Afellay dün oyuna girerken "Cruyff'un" öğrencisi Guardiola, "total futbol" kavramını elleriyle 15 saniye içerisinde anlattı. 1970 Hollanda'sını izleyip, halen total futbolu çözemeyen diğer herkese, nazire yaparcasına. Gerçi bizimde ustamız Cruyff olsa, belki bizde bu şekilde anlayabilirdik.

Ali Ece'nin çok güzel bir yazısı var Barcelona ile ilgili. Bulup okumanızı tavsiye ederim. Şimdiki futbolun nasıl oluştuğunu anlatıyor güzel bir dille. Cruyff'un Barcelona tarihini, teknik adamlığını yaptığı Guardiola'ya total futbolu nasıl öğrettiğini yazmış.

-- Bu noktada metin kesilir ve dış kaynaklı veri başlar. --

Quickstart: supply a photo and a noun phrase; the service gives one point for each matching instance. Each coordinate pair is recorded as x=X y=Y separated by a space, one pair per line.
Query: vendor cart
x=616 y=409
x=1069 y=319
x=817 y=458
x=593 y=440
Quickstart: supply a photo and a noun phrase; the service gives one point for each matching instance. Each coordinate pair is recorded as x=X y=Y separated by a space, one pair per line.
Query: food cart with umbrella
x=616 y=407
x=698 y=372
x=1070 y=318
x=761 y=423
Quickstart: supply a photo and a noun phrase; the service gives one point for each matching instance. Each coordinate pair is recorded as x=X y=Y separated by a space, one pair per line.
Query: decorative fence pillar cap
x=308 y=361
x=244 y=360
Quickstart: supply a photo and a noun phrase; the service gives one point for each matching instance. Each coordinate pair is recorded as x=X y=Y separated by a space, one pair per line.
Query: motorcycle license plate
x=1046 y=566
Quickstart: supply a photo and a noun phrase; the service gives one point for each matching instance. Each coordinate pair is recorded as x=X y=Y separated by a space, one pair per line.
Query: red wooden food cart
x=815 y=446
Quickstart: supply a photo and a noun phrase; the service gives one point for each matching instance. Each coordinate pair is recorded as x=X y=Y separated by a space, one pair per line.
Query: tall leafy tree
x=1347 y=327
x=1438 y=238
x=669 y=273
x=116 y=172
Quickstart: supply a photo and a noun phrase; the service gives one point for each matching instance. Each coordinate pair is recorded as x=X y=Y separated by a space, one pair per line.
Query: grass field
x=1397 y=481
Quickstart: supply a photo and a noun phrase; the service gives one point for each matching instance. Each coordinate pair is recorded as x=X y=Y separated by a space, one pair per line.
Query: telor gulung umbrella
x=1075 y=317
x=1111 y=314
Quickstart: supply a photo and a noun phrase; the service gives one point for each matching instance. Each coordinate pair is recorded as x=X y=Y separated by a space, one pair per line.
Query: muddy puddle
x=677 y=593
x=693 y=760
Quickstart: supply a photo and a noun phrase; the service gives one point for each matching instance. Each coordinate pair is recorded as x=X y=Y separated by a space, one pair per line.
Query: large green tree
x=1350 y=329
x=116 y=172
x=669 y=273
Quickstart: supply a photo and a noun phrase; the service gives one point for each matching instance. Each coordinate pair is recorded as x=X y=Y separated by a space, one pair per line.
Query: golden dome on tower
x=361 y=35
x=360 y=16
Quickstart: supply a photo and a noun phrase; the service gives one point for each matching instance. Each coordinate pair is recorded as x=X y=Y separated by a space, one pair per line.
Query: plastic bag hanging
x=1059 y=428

Cruyff takımın başına geçtiğinde takımda, Hagi, Stoichkov, Laudrup, Koeman, Romario ve daha bir çok yıldız vardı. Şimdi Iniesta neyse, Guardiola'da o zaman Barcelona için oydu.



Iniesta veya Xavi futbolu bıraktığında takımın başına geçerse hiç şaşırmam. Osmanlı zamanında tahtın babadan oğula geçmesi gibi olacak sanırım. Neyse, bu kadar tarih yeter. Zaten yazının konusu da bu değil. Zaten bu yazının konusu da yok.

Oyuncuları çok enteresan Barça'nın. Hepsi birbirinden alem adamlar. David Villa, basketbolda pivot olarak oynayanlar oyuncular gibi. Hatta örnek vermek gerekirse, bildiğin Dwight Howard. Topu ver, o smaçı vursun anlayışı var Barcelona'da.



Pedro desen, hani bakkallarda satılan kızkaçıranlar vardı, aynı onlar gibi. Nereye gideceği, ne yapacağı hiç belli değil. Bir insan yerinde durmaz mı iki dakika? Kimse demez mi "dur hele yiğidim, gel ayran aşı çorbası yaptım iç soluklan" diye Pedro'ya?



"Uyarı: Matrix ile ilgili Spoiler içerir."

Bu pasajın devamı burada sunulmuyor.